Le vice-président du NLC, Kabiru Ado Sani, a déclaré que l'invitation à Ajaero était considérée comme une invitation à tous les travailleurs et que le NLC honorerait l'invitation mais avait besoin de plus de temps.
Le NLC a placé ses affiliés en état d'alerte rouge, leur demandant de mobiliser leurs membres pour qu'ils cessent de travailler et ferment l'économie si Ajaero est arrêté ou détenu.
Le NLC considère l’invitation de la police comme une attaque contre l’organisation et prend des mesures pour protéger sa direction et ses intérêts.
« À la fin de la réunion, nous avons pris certaines résolutions.
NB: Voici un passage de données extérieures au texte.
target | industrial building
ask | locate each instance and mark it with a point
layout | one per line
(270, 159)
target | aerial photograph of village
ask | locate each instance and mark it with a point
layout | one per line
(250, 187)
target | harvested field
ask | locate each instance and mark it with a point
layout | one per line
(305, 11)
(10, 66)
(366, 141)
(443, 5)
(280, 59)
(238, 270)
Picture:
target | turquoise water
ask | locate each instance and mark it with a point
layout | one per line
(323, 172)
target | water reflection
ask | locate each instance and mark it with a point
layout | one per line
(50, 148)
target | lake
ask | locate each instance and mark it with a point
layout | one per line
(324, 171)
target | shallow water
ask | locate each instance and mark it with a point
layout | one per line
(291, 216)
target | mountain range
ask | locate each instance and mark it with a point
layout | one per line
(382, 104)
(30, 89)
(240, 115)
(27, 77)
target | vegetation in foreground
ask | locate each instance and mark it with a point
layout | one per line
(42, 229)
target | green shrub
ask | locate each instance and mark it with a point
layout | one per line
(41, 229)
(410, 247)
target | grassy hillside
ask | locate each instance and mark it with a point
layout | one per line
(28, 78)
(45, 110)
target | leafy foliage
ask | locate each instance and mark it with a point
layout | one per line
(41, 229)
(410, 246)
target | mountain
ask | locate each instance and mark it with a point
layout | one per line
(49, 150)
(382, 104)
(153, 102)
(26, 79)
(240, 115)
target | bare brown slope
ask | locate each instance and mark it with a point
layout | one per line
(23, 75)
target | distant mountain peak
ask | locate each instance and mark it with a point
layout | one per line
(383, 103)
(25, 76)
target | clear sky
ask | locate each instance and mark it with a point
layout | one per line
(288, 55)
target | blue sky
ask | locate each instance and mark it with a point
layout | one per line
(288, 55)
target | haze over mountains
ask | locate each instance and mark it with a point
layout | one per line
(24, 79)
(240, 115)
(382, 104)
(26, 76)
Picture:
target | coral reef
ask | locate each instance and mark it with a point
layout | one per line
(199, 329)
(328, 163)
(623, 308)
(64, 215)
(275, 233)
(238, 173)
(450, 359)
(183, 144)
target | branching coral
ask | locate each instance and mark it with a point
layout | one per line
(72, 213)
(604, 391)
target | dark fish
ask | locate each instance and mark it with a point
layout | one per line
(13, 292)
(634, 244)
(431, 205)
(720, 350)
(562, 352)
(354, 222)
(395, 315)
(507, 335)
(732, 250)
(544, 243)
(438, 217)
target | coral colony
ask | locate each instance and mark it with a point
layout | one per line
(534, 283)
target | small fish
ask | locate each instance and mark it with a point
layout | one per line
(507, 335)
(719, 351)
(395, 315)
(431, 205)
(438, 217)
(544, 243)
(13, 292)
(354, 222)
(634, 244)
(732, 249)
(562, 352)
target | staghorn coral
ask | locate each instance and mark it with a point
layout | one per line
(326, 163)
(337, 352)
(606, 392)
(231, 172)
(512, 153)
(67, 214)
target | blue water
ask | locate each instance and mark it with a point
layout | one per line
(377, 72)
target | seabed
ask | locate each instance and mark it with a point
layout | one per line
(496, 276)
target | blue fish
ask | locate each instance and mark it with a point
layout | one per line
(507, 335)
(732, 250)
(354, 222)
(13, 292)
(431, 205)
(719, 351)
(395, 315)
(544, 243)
En tant que centrale syndicale engagée, nous avons convenu de respecter l’état de droit et les procédures régulières.
« Nous honorerons l'invitation de la police nigériane parce que nous ne sommes pas une organisation sans visage, mais nous pensons que nous avons besoin d'une prolongation de délai, après consultation avec nos avocats, car cette invitation a été adressée hier au président du Congrès et lui a demandé de se présenter à la police avant 10 heures aujourd'hui.
« Nous travaillons donc déjà avec nos avocats pour obtenir une prolongation du délai, mais cela ne légitime pas les accusations portées par la police nigériane auprès des dirigeants du Congrès, et deuxièmement, nous décidons qu'en cas d'arrestation ou de détention de notre président du Congrès à tout moment, nous mettons notre affilié en alerte rouge pour mobiliser nos membres à travers le pays, afin que tous les travailleurs de ce pays cessent leurs activités.
« Camarades, cette organisation nous appartient à tous, nous devons donc faire tout ce qui est en notre pouvoir pour assurer sa sécurité. C’est pourquoi nous vous remercions beaucoup et vous devez attendre les prochaines directives de notre direction.
« Quoi qu’il arrive, nous vous informerons de ce qui se passe et votre direction vous informera. Nous vous demandons donc de rester calmes et de retourner pacifiquement sur notre lieu de travail et d’attendre de nouvelles directives », a-t-il déclaré.